Originally posted as a preprint on July 9, 2021
Abstract
Population genomic analysis of hybrid zones is instrumental to our understanding of the evolution of reproductive isolation. Many temperate hybrid zones are formed by the secondary contact between two parental populations that have undergone postglacial range expansion. Here, we show that explicitly accounting for historical parental isolation followed by range expansion prior to secondary contact is fundamental to explaining genetic and fitness patterns in these hybrid zones. Specifically, ancestral population expansion can result in allele surfing, where neutral or slightly deleterious mutations drift to high frequency at the expansion front.
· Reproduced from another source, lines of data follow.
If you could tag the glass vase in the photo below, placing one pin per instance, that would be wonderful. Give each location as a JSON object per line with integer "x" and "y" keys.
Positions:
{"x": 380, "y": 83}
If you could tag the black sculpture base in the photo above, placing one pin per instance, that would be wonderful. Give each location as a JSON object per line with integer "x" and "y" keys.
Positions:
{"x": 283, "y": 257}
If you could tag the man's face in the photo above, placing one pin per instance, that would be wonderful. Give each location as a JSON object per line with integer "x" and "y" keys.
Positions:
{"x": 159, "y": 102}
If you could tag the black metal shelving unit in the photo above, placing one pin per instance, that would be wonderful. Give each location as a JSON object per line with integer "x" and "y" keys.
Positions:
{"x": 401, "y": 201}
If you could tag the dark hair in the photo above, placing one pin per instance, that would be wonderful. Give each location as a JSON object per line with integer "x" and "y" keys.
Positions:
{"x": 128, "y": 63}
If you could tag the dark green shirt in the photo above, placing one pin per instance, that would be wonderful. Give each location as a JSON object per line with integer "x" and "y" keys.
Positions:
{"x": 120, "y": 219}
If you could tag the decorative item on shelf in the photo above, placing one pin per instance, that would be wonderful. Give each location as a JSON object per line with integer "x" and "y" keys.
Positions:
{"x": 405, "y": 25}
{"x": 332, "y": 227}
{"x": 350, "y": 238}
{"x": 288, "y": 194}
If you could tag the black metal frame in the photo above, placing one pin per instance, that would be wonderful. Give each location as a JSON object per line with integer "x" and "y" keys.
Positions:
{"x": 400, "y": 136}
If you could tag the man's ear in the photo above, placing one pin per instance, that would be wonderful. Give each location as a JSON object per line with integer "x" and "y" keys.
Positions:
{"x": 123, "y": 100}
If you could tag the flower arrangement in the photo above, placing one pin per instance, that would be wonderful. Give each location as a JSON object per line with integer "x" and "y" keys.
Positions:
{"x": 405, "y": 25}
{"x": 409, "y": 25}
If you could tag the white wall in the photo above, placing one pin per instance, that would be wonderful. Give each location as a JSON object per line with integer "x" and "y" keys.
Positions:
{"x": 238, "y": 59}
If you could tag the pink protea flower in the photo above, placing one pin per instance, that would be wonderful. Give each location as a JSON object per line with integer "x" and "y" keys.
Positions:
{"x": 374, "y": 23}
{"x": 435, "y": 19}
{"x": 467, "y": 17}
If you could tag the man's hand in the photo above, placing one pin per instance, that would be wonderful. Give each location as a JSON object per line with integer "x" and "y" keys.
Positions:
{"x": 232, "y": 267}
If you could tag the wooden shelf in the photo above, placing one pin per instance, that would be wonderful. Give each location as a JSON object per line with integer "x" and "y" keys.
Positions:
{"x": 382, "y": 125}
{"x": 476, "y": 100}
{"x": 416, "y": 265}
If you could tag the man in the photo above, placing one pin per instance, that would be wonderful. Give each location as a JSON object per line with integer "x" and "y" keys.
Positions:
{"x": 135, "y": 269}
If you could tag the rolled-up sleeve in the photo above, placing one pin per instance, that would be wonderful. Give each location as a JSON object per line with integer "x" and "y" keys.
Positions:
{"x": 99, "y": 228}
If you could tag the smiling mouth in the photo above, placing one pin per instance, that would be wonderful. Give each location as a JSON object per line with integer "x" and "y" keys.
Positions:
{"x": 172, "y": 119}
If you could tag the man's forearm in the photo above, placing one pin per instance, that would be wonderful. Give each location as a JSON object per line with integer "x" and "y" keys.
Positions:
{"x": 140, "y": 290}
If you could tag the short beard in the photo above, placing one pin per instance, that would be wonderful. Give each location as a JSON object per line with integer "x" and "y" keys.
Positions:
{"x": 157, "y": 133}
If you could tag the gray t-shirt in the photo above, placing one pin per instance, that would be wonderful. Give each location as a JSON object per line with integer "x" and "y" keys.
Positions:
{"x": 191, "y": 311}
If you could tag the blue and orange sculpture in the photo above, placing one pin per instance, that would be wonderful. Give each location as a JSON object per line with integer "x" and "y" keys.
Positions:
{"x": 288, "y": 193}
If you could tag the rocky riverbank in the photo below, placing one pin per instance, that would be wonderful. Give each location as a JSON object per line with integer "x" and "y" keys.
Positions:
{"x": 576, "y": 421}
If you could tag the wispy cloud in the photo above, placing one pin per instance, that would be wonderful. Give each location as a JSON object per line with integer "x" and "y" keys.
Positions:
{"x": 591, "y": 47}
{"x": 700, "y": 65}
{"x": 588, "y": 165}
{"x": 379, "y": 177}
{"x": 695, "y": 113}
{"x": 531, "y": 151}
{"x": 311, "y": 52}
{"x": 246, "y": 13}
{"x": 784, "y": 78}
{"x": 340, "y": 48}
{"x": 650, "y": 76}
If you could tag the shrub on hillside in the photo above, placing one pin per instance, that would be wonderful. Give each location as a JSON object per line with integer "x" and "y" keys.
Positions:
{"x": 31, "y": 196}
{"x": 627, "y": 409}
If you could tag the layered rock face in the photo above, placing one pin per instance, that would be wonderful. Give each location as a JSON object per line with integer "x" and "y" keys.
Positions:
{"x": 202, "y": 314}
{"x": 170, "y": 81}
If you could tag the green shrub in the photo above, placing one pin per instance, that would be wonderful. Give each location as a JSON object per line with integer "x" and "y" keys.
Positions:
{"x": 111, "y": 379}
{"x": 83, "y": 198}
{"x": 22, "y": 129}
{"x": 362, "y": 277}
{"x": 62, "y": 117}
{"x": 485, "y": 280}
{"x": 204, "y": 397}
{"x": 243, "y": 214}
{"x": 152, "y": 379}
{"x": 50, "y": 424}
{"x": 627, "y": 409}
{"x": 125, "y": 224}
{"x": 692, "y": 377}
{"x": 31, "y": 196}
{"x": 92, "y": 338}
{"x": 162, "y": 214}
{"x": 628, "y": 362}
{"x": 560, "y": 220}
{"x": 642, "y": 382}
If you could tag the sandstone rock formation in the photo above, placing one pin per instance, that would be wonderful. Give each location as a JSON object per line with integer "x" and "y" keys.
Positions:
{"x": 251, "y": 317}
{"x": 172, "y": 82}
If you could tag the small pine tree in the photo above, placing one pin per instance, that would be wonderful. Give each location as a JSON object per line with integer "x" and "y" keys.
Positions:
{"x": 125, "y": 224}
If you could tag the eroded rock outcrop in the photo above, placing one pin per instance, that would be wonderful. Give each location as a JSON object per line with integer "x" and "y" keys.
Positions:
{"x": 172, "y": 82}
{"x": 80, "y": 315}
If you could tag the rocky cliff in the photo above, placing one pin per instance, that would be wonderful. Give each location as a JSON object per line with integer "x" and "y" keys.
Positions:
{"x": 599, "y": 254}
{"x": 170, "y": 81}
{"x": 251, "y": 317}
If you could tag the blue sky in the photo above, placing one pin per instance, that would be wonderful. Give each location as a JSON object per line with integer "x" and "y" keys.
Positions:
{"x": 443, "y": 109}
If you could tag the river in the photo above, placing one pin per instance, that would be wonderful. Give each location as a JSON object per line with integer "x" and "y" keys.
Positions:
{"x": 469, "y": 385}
If these surfed deleterious alleles are recessive, they can contribute to substantial heterosis in hybrids produced at secondary contact, counteracting negative effects of Bateson-Dobzhansky-Muller incompatibilities (BDMIs) and hence weakening reproductive isolation. When BDMIs are linked to such recessive deleterious alleles, the fitness benefit of introgression at these loci can facilitate introgression at the BDMIs. The extent to which this occurs depends on the strength of selection against the linked deleterious alleles and the distribution of recombination across the chromosome. Finally, surfing of neutral loci can alter the expected pattern of population ancestry; thus, accounting for historical population expansion is necessary to develop accurate null genomic models of secondary contact hybrid zones.